Orucun alıştırdığı az yemede başka faydalar da vardır. Bunlardan bir kısmına kısaca değinelim:


Az yemede kalbin/gönlün safâsı, inceliği, hassâsiyeti vardır. Gönlün Hakk'a bağlılığı artar. Çok yemekle kalp katılığı oluşur, kalbin nuru kaybolur. Nitekim Peygamber Efendimiz (s.a.s.): "Kalplerinizi çok yemekle öldürmeyin. Ekinleri çok suyun öldürdüğü gibi, muhakka fazla yemekle de kalp ölür" buyurmaktadır.


Az yemekle kalpte tatlı bir hüzün, güzel bir kırıklık olur. Şımarıklık yok olur. Lüzumsuz ferah ve taşkınlığın başlangıcı olan, aynı zamanda büyük mahrûmiyetlerin sebebi olan gurur ve böbürlenme duygusu gider. Nefis açlıkla kırıldığı kadar hiçbir şeyle kırılmaz.


İnsan, açlıkta, belâları unutmaz. Zararlara ve âfetlere dûçar olanları hatırlar, sömürülen, zayıf düşürülen insanları ve fakirleri, ezilmişleri aklından çıkarmaz.
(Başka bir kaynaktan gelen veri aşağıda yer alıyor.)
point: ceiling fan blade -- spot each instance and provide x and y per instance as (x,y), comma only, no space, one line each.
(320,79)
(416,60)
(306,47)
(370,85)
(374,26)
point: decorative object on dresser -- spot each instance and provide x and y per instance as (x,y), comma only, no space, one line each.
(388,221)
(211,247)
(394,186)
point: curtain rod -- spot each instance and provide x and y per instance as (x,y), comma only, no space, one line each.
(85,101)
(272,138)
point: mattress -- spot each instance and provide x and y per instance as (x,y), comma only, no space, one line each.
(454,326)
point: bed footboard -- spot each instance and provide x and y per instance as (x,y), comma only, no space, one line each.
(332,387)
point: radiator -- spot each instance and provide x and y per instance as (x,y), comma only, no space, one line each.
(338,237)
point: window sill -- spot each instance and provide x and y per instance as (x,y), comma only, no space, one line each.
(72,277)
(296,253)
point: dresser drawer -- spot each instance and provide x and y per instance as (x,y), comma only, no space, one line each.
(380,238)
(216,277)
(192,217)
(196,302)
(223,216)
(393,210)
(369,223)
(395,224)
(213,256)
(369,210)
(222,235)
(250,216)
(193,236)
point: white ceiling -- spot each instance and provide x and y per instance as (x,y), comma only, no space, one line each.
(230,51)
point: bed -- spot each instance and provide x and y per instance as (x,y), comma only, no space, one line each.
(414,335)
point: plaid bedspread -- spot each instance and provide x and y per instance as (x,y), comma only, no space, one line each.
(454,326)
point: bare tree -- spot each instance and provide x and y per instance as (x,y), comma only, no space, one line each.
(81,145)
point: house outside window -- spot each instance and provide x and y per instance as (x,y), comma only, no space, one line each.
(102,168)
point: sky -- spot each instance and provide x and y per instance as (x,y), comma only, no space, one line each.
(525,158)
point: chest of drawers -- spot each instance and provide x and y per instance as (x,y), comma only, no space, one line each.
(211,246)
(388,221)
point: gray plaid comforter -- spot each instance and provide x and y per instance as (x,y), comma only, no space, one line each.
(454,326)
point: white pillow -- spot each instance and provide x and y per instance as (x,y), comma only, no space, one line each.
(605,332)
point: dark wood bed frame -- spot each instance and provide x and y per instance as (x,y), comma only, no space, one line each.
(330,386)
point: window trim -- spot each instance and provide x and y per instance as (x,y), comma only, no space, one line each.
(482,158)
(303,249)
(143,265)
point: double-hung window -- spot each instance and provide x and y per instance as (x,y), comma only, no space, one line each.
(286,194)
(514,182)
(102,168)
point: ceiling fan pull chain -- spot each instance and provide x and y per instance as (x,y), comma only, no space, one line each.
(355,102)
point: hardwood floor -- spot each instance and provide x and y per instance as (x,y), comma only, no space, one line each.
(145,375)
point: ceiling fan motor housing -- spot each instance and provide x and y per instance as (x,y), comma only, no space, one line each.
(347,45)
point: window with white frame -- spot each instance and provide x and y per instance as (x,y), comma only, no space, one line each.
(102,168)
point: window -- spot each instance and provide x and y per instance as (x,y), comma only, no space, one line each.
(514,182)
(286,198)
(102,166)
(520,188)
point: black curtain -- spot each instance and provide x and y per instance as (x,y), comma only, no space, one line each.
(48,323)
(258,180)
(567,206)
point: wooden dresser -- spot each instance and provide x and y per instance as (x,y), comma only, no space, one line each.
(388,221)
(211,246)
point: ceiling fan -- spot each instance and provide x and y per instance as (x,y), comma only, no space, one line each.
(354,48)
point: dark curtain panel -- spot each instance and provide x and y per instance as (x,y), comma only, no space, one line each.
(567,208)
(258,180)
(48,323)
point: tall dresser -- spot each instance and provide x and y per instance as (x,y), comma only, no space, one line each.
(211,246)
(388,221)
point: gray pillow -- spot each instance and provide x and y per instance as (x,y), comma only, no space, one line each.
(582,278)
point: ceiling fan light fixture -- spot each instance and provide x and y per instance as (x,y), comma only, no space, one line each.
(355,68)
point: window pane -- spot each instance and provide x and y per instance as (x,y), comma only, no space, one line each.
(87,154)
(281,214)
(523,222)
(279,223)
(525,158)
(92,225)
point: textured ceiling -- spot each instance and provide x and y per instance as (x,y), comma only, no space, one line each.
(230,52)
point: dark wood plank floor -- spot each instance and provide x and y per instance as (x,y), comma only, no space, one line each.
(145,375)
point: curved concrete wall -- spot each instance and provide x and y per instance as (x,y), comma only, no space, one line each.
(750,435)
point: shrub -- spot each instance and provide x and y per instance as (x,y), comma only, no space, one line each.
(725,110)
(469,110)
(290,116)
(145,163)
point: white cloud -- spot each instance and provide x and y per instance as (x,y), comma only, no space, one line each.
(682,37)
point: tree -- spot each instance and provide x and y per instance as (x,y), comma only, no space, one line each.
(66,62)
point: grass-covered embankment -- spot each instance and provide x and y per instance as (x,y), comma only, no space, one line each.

Az yemek, insana tembellik, uyuşukluk ve ahmaklık veren fazla uykuyu def eder. Çok yiyenin gafleti artar. Gafleti çok olan ise zarara uğrar ve pişman olur. Bütün bunlardan dolayı Peygamberimiz: "Âdemoğlu, midesinden daha şerli/zararlı bir kap doldurmamıştır. Belini doğrultacak birkaç lokmacık ona yeter." (Tirmizî, Zühd 47; İbn Mâce, Et'ıme 50). İsa (a.s.)'nın da şöyle söylediği rivâyet edilir: "Sizler karnınızı aç tutunuz, fazla yemeyiniz. Ola ki kalbinizle Rabbinizi göresiniz."


Az yemekle ibâdete devam kolaylaşır; çok yiyen, ibâdetlere zor eğilir. Az yemeyi alışkanlık yapan, az mala da kanaat eder. Sade bir hayat sürer, sıkıntısı olmaz. Hem kendisi, hem içinde yaşadığı sistem israftan, ekonomik ve itisadî zorluklardan, lüzumsuz harcamalardan kurtulur. Borç-harç içinde huzursuzca yaşama, yerini "azıcık aşım, ağrısız başım" anlayışına götürür. Müslümanın kazancı, daha çok yiyebileceği rahat bir yaşama biçimine müsâitse,bunu toplum için daha hayırlı yerlere sarfeder. Az yemenin kanaati doğurduğu, kanaatin de tükenmez bir hazine olduğu dinimizce beyan edilir. Peygamberimiz (s.a.s.) de: "İktisatlı yaşayan (israf ve lüzumsuz harcamalar yapmayıp tutumlu olan) fakir olmaz" buyurmuştur.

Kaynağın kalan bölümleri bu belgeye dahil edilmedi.